Sera spat at him, eliciting further laughter. He turned to one of his huntsman.
“Grab me some shears; I’m going to clip her now. And have Tehr prepare the smaller cage. It looks like it will have a different occupant than we had originally planned.”
The huntsman left, shouting instructions to the man Sera had descended to help. Nyraud removed his foot from her wing and placed it against her chest.
“You’re young for an angel. I thought your people had forgotten how to lay eggs—or are they adopting from the other avian species now?”
Sera just looked away.
I won’t give him the satisfaction. He just wants me to react so he can hurt me more.
The huntsman had returned with a pair of large iron shears. He handed them to the king. Nyraud lifted them so Sera could see. He gave two quick practice snips. Sera struggled and tried to roll away. She still couldn’t feel her legs.
“I usually use these when I need to field dress a manticore—their armored skin will turn most knives. But I imagine they could do the job.”
He leaned over and lifted her left wing by the primaries. Sera screamed.
“Why all this noise, my dear? I know that you won’t feel anything. You see, I’ve had some good opportunity to study Alaphim anatomy. Closely. I know that your ‘wings’ are nothing more than metal contraptions, heirlooms given to an angel child when an old one dies. Your surgeons—what do you call them again? Boneweavers? They attach the wings to those grotesque limbs you have growing between your scapula, weld them tight, and pretend you’re birds!”
Nyraud leaned in extra close, and Sera could smell his sweat.
“That is the funniest thing about you ‘regal’ angels, so arrogant and vain. You’re unfinished. You killed the Pensanden before they could finish you!”
It’s not true.
But even as she thought this, Sera could feel her
pollices—
the “grotesque limbs” at her back—trembling. The strain of her prone position was wearing on them; Alaphim slept standing. What was worse, the metal casing of her ulnar sheathe had broken the skin. She was bleeding. Despite what Nyraud thought, she felt pain in her wings.
My unfinished wings.
Sera wept as Nyraud cut at her feathers. She didn’t feel his shears—the feathers were made of a thin brass alloy, the yellow shine polished to match her eye-rings—but she felt the loss of her freedom. The loss of the sky.

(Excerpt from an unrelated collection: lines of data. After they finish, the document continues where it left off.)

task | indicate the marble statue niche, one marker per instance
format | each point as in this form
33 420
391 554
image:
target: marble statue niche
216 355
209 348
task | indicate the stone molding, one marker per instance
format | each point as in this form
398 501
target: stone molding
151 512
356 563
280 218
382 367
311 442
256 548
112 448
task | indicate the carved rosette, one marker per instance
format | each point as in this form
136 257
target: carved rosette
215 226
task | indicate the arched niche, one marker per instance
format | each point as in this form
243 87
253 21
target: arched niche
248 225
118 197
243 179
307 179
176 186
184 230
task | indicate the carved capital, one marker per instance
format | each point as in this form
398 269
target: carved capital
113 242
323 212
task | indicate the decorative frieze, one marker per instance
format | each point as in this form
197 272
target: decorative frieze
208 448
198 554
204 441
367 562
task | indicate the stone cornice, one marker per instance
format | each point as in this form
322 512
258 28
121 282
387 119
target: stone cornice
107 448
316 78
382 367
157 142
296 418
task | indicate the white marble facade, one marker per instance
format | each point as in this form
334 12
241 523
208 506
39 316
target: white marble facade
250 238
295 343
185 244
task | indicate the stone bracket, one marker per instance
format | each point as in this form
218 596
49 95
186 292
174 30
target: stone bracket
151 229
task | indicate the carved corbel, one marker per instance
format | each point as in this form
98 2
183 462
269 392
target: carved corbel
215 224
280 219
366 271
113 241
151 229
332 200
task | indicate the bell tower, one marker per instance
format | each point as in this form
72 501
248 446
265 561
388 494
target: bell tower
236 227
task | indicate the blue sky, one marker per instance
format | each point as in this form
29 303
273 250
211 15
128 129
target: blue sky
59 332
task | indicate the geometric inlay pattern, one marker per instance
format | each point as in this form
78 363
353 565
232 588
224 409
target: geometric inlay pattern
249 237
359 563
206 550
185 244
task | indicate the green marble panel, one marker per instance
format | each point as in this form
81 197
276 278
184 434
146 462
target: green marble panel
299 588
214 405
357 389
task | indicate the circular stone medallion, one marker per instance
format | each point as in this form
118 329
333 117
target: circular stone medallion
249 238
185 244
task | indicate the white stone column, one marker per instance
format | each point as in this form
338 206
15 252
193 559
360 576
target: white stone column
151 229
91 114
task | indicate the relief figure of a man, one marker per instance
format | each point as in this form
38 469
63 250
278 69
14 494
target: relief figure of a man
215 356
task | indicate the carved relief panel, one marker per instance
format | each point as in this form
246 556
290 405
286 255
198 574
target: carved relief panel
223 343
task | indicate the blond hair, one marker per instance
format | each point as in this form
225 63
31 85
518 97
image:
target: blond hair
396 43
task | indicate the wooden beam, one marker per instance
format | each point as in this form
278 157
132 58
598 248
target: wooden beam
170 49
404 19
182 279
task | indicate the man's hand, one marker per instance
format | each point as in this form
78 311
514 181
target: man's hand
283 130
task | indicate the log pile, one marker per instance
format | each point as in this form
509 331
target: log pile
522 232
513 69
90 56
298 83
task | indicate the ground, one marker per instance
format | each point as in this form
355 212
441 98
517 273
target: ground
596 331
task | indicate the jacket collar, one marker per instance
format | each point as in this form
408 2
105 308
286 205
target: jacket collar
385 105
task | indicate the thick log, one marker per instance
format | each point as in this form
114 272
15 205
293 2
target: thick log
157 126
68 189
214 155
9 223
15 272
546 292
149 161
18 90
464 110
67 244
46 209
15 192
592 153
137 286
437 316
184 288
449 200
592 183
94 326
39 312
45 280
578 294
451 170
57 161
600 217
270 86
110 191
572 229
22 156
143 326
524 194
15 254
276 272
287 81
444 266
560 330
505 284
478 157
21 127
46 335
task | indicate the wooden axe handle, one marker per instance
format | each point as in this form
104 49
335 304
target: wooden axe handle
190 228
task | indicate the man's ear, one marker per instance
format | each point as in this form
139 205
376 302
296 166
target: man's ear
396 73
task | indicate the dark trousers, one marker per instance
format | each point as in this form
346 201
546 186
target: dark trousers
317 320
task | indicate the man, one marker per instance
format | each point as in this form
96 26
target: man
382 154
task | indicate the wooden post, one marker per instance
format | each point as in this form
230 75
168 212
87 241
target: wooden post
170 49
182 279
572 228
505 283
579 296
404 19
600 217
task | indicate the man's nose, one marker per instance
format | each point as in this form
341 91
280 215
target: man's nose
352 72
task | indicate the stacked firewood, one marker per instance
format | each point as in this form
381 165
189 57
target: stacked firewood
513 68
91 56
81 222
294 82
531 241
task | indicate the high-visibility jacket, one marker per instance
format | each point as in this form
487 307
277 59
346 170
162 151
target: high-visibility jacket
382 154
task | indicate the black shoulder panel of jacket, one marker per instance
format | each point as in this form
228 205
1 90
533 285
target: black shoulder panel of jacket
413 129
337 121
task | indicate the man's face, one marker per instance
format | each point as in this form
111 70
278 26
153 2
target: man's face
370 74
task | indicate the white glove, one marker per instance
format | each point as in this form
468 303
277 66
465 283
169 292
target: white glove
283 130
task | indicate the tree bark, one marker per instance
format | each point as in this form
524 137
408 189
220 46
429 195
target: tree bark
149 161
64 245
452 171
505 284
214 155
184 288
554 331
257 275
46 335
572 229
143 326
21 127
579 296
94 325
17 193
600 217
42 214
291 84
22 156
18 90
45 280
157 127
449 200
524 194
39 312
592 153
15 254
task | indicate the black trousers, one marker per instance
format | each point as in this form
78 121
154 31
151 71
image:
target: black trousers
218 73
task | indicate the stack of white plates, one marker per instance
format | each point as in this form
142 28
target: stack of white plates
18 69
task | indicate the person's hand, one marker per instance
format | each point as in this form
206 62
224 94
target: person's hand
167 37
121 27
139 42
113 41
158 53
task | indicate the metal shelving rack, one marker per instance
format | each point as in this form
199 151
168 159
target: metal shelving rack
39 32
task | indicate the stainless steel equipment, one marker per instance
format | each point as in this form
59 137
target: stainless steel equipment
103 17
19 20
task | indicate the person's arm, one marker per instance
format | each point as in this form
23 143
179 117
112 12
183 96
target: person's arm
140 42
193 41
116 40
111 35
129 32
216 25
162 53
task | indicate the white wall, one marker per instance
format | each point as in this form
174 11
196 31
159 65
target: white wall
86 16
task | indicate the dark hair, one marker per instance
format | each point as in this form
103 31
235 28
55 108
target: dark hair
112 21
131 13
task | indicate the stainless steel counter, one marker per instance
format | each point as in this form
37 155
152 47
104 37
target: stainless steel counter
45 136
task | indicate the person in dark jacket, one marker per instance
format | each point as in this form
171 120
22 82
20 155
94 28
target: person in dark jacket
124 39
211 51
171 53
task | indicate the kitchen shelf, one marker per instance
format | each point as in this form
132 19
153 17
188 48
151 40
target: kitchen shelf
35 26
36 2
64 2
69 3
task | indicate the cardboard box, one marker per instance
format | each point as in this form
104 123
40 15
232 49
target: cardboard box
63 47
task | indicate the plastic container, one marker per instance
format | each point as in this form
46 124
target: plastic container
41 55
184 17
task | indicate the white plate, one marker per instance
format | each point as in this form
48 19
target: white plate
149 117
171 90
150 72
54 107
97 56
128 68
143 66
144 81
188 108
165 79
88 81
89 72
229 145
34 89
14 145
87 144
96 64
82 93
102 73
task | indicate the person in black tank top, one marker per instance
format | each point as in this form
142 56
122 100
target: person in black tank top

A shout went up from the one side of the camp—a rider had just appeared, his mur foaming from what must have been a hard ride from Babel. The man dismounted and ran to the king.
“Sire, I have news from the Tower. We’ve found him!”
Nyraud spun, dropping the shears.
“What? Found him? Where?”
The man leaned in to whisper to the king. Nyraud’s face was incredulous, his expression moving from surprise to a greedy joy as the man spoke.
“
In
the tower? Are you sure? Ha! I was positive that he’d head east to the caves!”
King Nyraud turned to face his huntsmen.
“Men, I want to be packed and saddled in an hour. It turns out our prey couldn’t wait for the hunt. He has come to us!”
There were confused expressions throughout the camp, and a few halfhearted cheers.
“Oh, don’t worry, this wasn’t an entirely unsuccessful trip—we caught an angel! Get her caged and in the wagon quickly. I want to be in the city by tomorrow!”
Sera lay still in a bed of her own feathers. They were cold against her skin. The sky had begun to grow dark overhead.